A Phone Is Not A PhoneWednesday, September 15, 2010
I may be a bit rusty with my memory but surely Nick Charles (William Powell) must have surely sat down in a spiffy restaurant with Nora Charles (his Thin Man wife Myrna Loy), martinis close at hand, and had a waiter come to the table with a phone who would say, “Mr.Charles it's for you.” There is nothing in our 21st century technology that can match that feeling of luxury and importance, even if phones now tell us, with a sexy voice, where we can find the closest deep-dish pizza en route in our Honda Fit or can imitate the sounds of flatulent humans. A phone is, simply, no longer a phone. It is more and perhaps because of it, less.
But there are some machine/objects that in spite of progress remain virtually the same. One such object is the photographic camera. It is said the Leonardo discovered the magical properties of the camera obscura which was a box that perhaps had a pinhole, unless Leonardo had used a primitive lens. This magic box would project, upside down, a Vinci pastoral scene on the other side of the box. Leonardo would have used oiled parchment as a screen as ground-glass (vidrio esmerilado) had not been invented.
The camera to this day has remained the same in that a camera is:
1. A lens.
2. A box even if it snazzy polycarbonate material mated with titanium)

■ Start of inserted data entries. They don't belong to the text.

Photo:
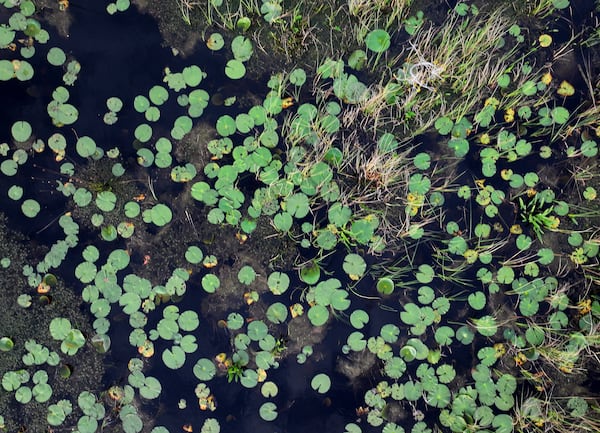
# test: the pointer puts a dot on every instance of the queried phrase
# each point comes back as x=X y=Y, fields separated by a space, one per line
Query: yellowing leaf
x=565 y=89
x=545 y=40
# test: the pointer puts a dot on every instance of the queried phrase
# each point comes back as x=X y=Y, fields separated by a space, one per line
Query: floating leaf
x=321 y=383
x=268 y=411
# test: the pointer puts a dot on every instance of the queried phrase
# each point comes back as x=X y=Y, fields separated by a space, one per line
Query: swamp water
x=318 y=218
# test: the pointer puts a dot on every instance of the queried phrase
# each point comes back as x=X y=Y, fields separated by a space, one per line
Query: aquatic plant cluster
x=411 y=215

3. A light sensitive sensor or film in the back.
Even my Epson scanner meets those requirements as the lens is really an array of lenses attached to a long pencil shaped (two of them) CCDs (charged coupled devices). The light sensitive “material” is my computer that interprets the readings of my scan.

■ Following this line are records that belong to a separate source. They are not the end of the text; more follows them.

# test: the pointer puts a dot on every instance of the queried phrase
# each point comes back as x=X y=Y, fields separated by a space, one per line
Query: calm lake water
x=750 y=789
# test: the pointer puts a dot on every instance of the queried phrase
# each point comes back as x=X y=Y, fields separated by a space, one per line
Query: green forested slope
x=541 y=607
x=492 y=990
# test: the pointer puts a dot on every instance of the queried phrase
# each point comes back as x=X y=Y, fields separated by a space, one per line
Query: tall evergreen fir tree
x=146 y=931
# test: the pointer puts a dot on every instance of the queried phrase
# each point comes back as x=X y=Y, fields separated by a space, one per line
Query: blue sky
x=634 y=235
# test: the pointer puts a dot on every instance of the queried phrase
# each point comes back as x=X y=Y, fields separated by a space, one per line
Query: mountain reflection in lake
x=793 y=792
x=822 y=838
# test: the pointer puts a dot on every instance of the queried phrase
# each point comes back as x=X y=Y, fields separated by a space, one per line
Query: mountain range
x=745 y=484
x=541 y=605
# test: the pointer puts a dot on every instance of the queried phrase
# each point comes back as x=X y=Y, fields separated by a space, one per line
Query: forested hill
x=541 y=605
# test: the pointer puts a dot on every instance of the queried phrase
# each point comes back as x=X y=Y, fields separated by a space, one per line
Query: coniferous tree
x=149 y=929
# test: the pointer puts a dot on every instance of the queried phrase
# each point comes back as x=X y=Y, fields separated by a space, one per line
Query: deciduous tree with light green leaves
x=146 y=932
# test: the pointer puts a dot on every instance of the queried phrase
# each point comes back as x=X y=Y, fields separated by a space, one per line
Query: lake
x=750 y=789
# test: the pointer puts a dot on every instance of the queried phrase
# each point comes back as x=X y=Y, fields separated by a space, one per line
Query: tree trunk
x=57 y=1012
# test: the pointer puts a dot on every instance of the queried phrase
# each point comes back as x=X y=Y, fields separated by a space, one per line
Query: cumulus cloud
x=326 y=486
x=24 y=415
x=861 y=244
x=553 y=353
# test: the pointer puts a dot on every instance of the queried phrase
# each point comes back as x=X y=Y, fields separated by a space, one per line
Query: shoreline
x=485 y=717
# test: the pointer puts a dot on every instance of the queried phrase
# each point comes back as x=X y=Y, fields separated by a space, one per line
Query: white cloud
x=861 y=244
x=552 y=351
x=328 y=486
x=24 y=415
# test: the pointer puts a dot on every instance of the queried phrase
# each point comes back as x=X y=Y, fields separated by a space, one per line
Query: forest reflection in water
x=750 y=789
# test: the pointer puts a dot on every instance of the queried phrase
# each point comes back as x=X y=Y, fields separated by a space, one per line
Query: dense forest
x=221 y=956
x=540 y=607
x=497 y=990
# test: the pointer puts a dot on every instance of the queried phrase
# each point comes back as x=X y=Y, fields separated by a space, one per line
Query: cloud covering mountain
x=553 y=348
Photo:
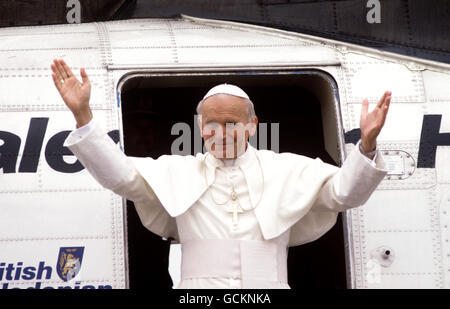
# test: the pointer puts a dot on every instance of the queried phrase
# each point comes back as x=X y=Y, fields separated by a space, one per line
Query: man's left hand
x=372 y=123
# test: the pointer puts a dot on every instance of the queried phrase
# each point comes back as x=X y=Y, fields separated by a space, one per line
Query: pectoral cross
x=235 y=209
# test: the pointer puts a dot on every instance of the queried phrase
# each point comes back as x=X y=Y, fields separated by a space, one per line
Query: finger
x=66 y=69
x=57 y=82
x=60 y=67
x=58 y=72
x=55 y=70
x=386 y=105
x=84 y=76
x=381 y=102
x=365 y=108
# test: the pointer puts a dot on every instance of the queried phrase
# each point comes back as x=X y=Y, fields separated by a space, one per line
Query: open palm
x=74 y=93
x=372 y=123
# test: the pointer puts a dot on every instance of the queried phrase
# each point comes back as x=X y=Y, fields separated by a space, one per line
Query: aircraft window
x=302 y=103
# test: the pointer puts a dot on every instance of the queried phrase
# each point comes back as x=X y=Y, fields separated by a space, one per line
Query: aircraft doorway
x=303 y=103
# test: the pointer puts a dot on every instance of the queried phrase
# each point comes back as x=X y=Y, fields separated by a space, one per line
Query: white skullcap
x=226 y=89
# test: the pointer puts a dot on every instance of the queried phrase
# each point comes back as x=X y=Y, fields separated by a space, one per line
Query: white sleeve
x=353 y=184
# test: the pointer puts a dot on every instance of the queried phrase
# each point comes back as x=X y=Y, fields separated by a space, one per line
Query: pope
x=234 y=209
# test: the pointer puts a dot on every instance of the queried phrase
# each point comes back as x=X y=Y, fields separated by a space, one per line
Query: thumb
x=84 y=76
x=365 y=108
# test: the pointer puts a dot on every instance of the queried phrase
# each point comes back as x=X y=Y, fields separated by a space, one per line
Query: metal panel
x=368 y=77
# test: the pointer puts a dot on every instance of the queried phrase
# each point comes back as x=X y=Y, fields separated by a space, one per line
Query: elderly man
x=234 y=209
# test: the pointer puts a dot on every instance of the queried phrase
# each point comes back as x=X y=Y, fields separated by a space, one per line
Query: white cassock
x=284 y=200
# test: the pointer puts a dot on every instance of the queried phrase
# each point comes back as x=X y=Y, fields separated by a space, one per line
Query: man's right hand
x=75 y=94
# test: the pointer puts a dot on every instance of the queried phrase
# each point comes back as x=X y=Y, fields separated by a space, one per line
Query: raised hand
x=372 y=123
x=75 y=94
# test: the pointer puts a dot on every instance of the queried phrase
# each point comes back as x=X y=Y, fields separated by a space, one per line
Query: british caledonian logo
x=41 y=276
x=69 y=262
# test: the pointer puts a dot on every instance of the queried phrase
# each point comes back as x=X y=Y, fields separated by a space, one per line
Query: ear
x=253 y=126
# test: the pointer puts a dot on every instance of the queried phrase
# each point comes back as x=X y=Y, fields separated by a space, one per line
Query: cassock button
x=233 y=196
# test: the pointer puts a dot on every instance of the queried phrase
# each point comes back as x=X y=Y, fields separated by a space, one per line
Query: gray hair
x=250 y=107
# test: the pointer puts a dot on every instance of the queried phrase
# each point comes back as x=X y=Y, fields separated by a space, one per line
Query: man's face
x=225 y=125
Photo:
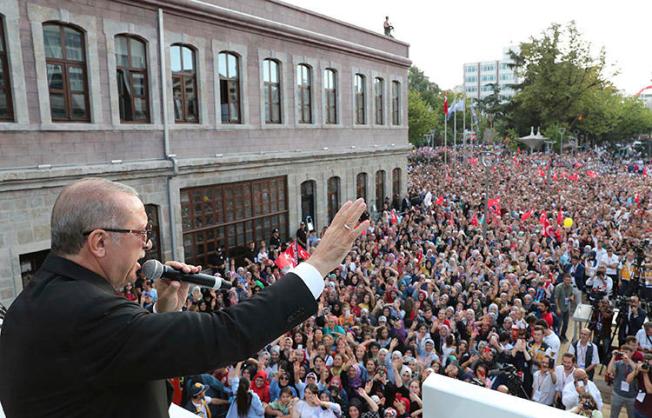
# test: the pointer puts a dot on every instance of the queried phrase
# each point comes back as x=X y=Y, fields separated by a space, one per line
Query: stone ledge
x=56 y=176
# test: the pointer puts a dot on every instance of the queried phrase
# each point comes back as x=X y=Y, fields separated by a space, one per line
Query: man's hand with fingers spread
x=339 y=237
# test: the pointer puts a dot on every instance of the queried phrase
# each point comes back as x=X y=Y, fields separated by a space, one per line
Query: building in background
x=646 y=96
x=480 y=77
x=229 y=118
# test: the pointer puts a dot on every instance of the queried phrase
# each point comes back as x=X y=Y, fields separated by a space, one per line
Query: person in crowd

Today, for the first time in years, I am giving a private photography lesson to what seems to be a pleasant middle-aged man who wants to go beyond the basic knowledge of the workings of a digital camera. He wants to learn about portraiture.

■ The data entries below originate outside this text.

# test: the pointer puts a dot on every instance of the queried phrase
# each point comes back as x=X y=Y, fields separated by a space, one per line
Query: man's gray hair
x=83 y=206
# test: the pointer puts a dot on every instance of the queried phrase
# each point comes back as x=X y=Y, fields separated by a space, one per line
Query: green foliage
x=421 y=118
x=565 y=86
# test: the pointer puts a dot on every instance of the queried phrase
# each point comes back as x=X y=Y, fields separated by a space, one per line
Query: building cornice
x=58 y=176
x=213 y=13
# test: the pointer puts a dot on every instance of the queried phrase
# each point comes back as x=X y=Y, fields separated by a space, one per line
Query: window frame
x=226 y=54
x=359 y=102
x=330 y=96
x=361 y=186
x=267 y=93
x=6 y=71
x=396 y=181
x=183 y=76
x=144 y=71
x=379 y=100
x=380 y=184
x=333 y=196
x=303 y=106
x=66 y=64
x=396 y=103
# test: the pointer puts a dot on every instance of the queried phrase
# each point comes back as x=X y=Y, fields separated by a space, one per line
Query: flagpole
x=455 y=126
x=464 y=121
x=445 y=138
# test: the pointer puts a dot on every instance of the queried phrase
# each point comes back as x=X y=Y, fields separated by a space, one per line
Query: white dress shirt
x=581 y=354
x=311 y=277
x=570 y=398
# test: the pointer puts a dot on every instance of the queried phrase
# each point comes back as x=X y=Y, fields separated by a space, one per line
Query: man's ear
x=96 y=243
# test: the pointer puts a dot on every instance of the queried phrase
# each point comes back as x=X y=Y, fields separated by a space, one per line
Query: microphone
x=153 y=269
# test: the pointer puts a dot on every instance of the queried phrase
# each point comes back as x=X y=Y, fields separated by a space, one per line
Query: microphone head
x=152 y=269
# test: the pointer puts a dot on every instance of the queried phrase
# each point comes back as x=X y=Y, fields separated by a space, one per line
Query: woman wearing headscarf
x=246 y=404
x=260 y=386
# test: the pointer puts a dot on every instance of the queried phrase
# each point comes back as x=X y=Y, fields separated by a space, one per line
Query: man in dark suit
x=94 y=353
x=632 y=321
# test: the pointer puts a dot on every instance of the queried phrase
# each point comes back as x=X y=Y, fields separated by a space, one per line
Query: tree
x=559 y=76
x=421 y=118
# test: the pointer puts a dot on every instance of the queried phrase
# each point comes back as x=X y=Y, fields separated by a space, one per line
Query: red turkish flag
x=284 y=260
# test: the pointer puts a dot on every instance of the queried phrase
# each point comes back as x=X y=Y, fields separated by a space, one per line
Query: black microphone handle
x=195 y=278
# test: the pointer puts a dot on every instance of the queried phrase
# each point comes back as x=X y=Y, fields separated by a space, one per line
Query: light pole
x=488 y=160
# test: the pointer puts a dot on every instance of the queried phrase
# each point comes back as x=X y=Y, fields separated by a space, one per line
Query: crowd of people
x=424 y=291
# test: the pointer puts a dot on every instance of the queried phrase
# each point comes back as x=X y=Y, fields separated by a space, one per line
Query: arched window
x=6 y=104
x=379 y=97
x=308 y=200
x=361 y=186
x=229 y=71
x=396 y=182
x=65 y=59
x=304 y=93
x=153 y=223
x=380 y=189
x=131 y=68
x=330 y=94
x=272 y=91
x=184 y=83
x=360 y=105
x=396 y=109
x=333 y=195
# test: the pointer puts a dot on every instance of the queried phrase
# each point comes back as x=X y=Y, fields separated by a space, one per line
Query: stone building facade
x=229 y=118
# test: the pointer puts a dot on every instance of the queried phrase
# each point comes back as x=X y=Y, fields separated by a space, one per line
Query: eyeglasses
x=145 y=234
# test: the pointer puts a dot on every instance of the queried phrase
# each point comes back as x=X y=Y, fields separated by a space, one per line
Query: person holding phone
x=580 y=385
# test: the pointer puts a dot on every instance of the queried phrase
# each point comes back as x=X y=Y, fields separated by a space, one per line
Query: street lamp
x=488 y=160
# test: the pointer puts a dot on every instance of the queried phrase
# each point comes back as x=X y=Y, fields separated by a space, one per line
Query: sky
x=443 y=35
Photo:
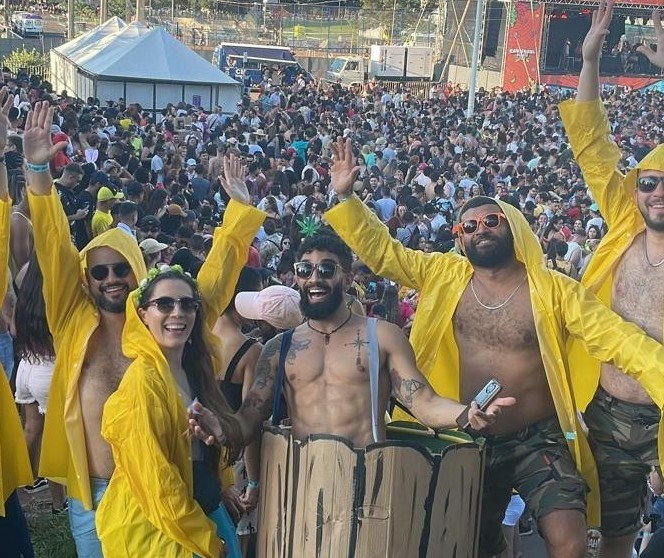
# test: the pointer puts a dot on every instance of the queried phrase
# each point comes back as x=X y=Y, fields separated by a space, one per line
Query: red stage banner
x=522 y=52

My wife was my Gunea Pig last night. “Rosemary see this slot which is at the focal plane of my 35mm camera? It measures 24mm by 36mm. If you use the Pythagorean formula you will find out that the diagonal is about 43mm. When you focus this normal lens (50mm) to infinity and measure the distance from the film plane to the optical centre of the lens you get about 50mm!” She looked at me with amazement and told me, “You are not going to attempt to teach your student this! He simply wants to learn to take portraits.”
I do not believe the story that has been circulating for most of the 20th century that the Australian aborigines somehow never connected the act of sex with the resulting pregnancy and production of children. It seems to me that when one presses the shutter of a camera one should know the antecedents and the consequences.
My student will learn about that diagonal, after all a camera is still a camera.